Objectives This study aimed to investigate the effects of zinc (Zn) fertilizer and its combination with organic fertilizer on soil Zn content and wheat Zn accumulation in dryland wheat fields under long-term different biochar application rates.

Methods A long-term field experiment investigating biochar application was established in 2012 with four treatment levels: 0 t/hm² (C0), 10 t/hm² (C10), 30 t/hm² (C30), and 50 t/hm² (C50). In 2020, three subplot treatments were implemented within each main plot: no Zn application (CK), Zn fertilizer alone (Zn), and Zn fertilizer combined with organic manure (Zn+M). Following the 2021 winter wheat harvest, we measured aboveground biomass and Zn concentrations in plant tissues. Soil samples were collected to analyze total Zn content, bioavailable Zn, and Zn fraction distribution.

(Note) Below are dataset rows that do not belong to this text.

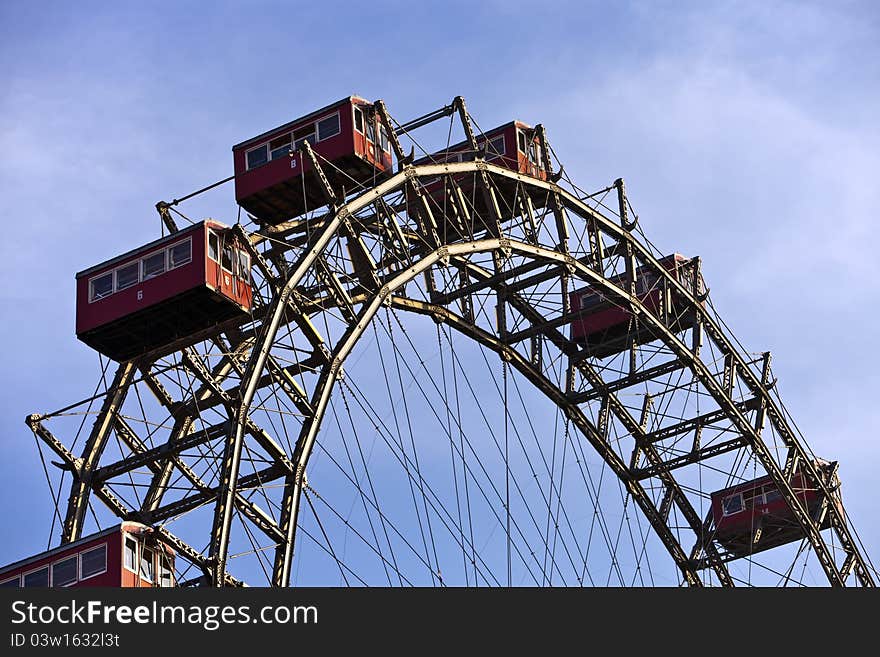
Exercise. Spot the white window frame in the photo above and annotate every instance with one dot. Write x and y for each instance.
(742, 504)
(246, 275)
(232, 258)
(112, 275)
(317, 137)
(6, 581)
(31, 572)
(137, 554)
(103, 547)
(270, 150)
(213, 232)
(75, 557)
(169, 266)
(755, 497)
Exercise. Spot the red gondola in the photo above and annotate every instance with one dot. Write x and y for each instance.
(606, 329)
(127, 555)
(753, 516)
(513, 146)
(273, 181)
(170, 292)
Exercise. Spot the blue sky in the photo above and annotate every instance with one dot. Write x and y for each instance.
(747, 133)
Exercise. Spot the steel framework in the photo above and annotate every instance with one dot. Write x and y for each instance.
(492, 259)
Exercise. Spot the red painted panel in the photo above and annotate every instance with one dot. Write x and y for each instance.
(746, 520)
(146, 293)
(348, 142)
(604, 318)
(115, 575)
(154, 290)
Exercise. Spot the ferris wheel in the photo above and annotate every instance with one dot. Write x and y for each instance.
(423, 364)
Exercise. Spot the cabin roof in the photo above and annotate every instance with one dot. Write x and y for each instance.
(67, 547)
(302, 119)
(183, 232)
(463, 145)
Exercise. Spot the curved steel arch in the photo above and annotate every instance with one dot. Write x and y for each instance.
(287, 306)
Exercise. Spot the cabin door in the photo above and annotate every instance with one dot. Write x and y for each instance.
(227, 282)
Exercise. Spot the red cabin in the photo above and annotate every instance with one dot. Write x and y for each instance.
(605, 328)
(273, 180)
(753, 516)
(513, 146)
(173, 291)
(127, 555)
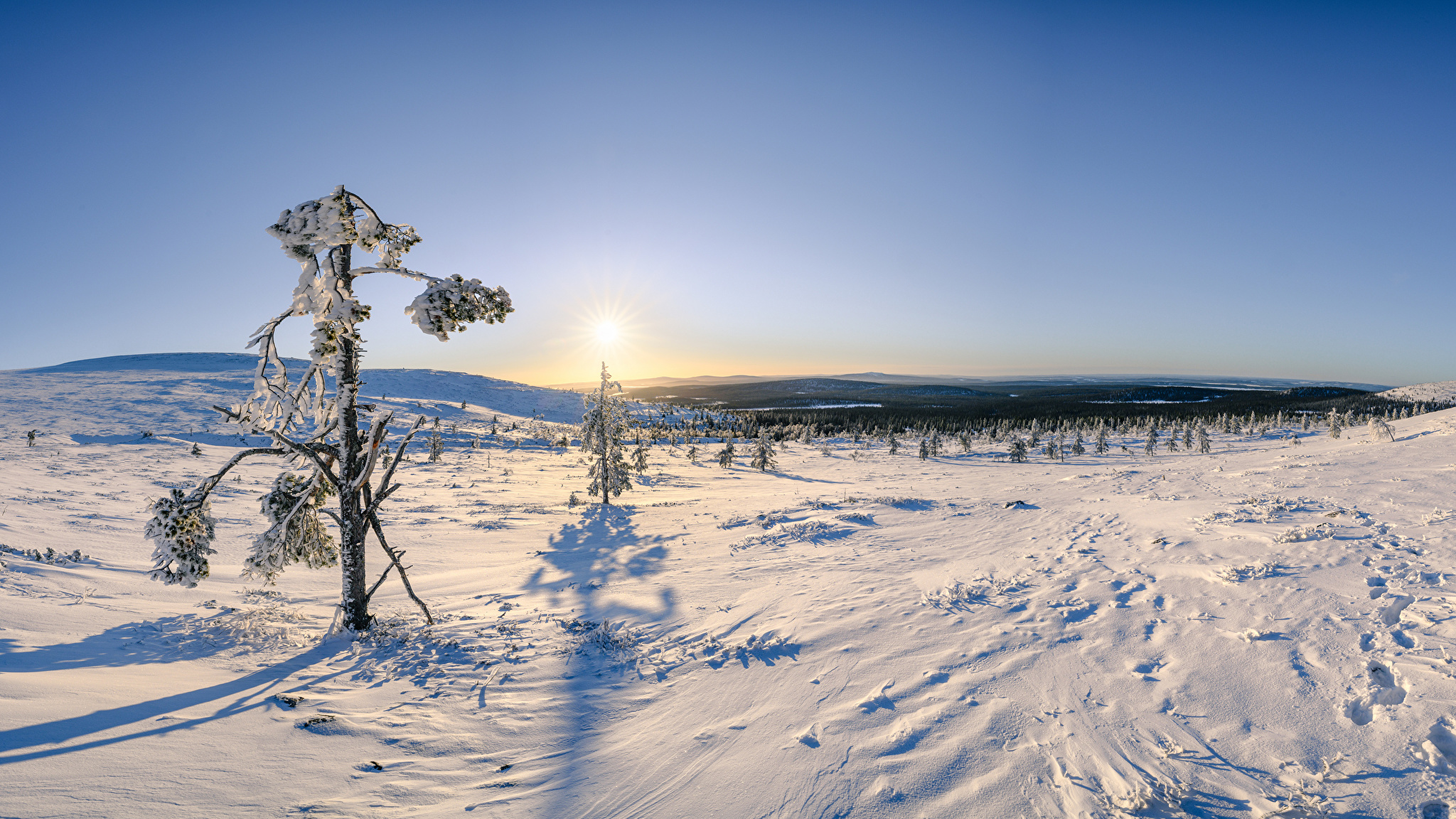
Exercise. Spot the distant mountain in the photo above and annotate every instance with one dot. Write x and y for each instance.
(1206, 382)
(173, 394)
(1443, 391)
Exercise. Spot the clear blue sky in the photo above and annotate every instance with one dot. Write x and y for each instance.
(982, 188)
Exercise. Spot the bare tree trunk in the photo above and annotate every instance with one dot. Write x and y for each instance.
(351, 512)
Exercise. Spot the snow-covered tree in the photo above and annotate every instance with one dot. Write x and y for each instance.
(1379, 429)
(1018, 451)
(316, 419)
(603, 427)
(762, 454)
(437, 445)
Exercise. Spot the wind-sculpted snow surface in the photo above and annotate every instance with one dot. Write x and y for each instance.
(1261, 631)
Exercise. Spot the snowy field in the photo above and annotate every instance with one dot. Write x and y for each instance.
(1261, 631)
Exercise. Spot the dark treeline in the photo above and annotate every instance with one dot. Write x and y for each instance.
(1075, 408)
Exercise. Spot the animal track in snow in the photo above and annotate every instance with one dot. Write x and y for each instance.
(877, 698)
(1439, 748)
(1383, 690)
(1376, 587)
(1391, 614)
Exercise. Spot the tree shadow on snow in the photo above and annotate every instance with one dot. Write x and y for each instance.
(248, 692)
(161, 640)
(601, 545)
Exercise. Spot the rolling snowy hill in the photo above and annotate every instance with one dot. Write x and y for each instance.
(1443, 391)
(171, 394)
(1261, 631)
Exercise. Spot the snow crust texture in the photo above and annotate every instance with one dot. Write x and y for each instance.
(1261, 631)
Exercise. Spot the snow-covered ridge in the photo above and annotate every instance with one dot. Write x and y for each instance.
(1435, 391)
(173, 392)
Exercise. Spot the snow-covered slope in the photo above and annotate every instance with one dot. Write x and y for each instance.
(1267, 630)
(1436, 391)
(173, 392)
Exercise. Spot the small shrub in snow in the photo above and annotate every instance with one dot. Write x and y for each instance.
(47, 557)
(960, 595)
(1250, 572)
(1312, 532)
(808, 530)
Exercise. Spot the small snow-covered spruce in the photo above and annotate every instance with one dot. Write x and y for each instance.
(437, 445)
(1018, 451)
(315, 420)
(762, 454)
(603, 427)
(1381, 430)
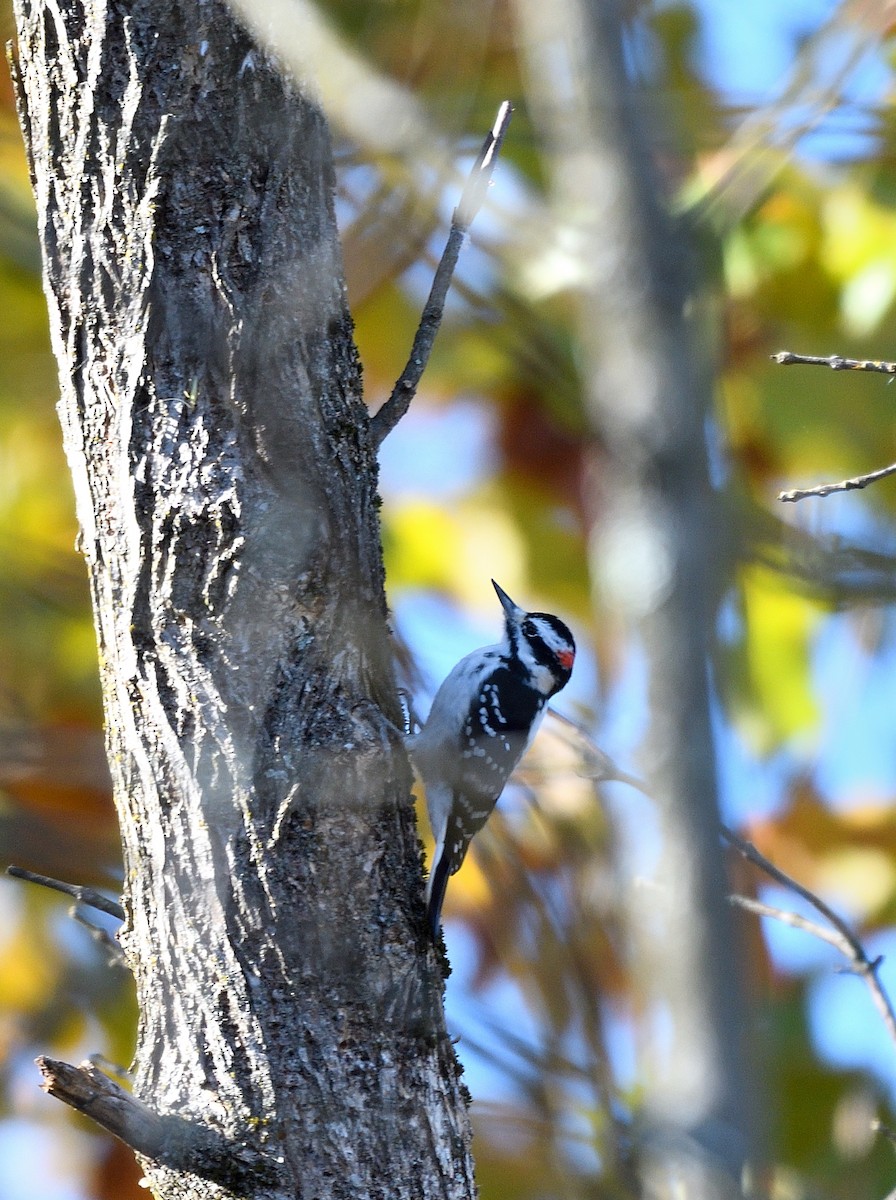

Results After nine years of biochar application, no significant effect was observed on total Zn (Total-Zn) or available Zn (DTPA-Zn) in the soil. Zn application significantly increased soil Total-Zn and DTPA-Zn levels. Compared to the control (CK), Zn and Zn+M treatments elevated Total-Zn by 7.5% and 12.5%, respectively, and DTPA-Zn by 10.8% and 14.8%. Furthermore, Zn+M enhanced Total-Zn and DTPA-Zn by 4.6% and 12.7% compare to Zn alone (P<0.05). Under CK treatment, biochar reduced exchangeable Zn (Ex-Zn) but increased loosely organic-bound (Lom-Zn) and manganese oxide-bound Zn (MnO-Zn). In Zn-treated soils, biochar raised Lom-Zn, tightly organic-bound Zn (Sbo-Zn), and carbonate-bound Zn (Carb-Zn), while reducing MnO-Zn. With Zn+M, Lom-Zn levels under C50 and C30 biochar treatments were significantly higher than C0 (P<0.05), though no difference was observed for other Zn fractions. Compared to CK, both Zn and Zn+M enhanced Lom-Zn, Carb-Zn, Sbo-Zn, and residual Zn (Res-Zn), with Zn+M demonstrating greater efficacy. The combined application of biochar and Zn significantly increased winter wheat grain biomass. Across plant tissues, biomass and Zn content followed the order: Zn+M > Zn > CK (P<0.05). Under no Zn application (CK), C30 and C50 treatments increased Zn content in wheat stems, with C50 also enhancing leaf Zn content. However, both treatments reduced Zn levels in grains. Compared to CK, Zn and Zn+M treatments increased average grain Zn content by 13.7% and 28.3%, respectively, with Zn+M demonstrating significantly greater enhancement than Zn alone. Compared to CK, stem+leaf Zn accumulation increased by 203.0% and 257.2%, grain+shell Zn accumulation increased by 40.0% and 64.8%, and total aboveground Zn accumulation increased by 60.6% and 89.1%. Zn+M again outperformed Zn in enhancement effects. Correlation analysis revealed significant positive relation (P<0.01) between wheat Zn accumulation and all measured soil Zn fractions, with the strongest relationships observed for DTPA-Zn and Lom-Zn. Random forest analysis identified Sbo-Zn, Lom-Zn, and DTPA-Zn as the primary contributors to Zn accumulation in winter wheat.

Conclusions Long-term biochar application did not increase total or available Zn in rainfed wheat field soils but elevated more bioavailable Lom-Zn fractions. Zn fertilizer application, particularly when combined with organic manure, significantly enhanced total Zn, available Zn, and organic-bound Zn fractions (loosely- and tightly-bound), thereby enhancing its potential availability. Without Zn fertilization, high biochar rates increased winter wheat grain biomass but reduced grain Zn content. When Zn fertilizer was applied, biochar further boosted grain biomass without compromising Zn content at application rates of 10−30 t/hm². The combined use of Zn fertilizer and organic manure proved significantly more effective than Zn fertilizer alone in improving soil Zn availability and grain Zn enrichment.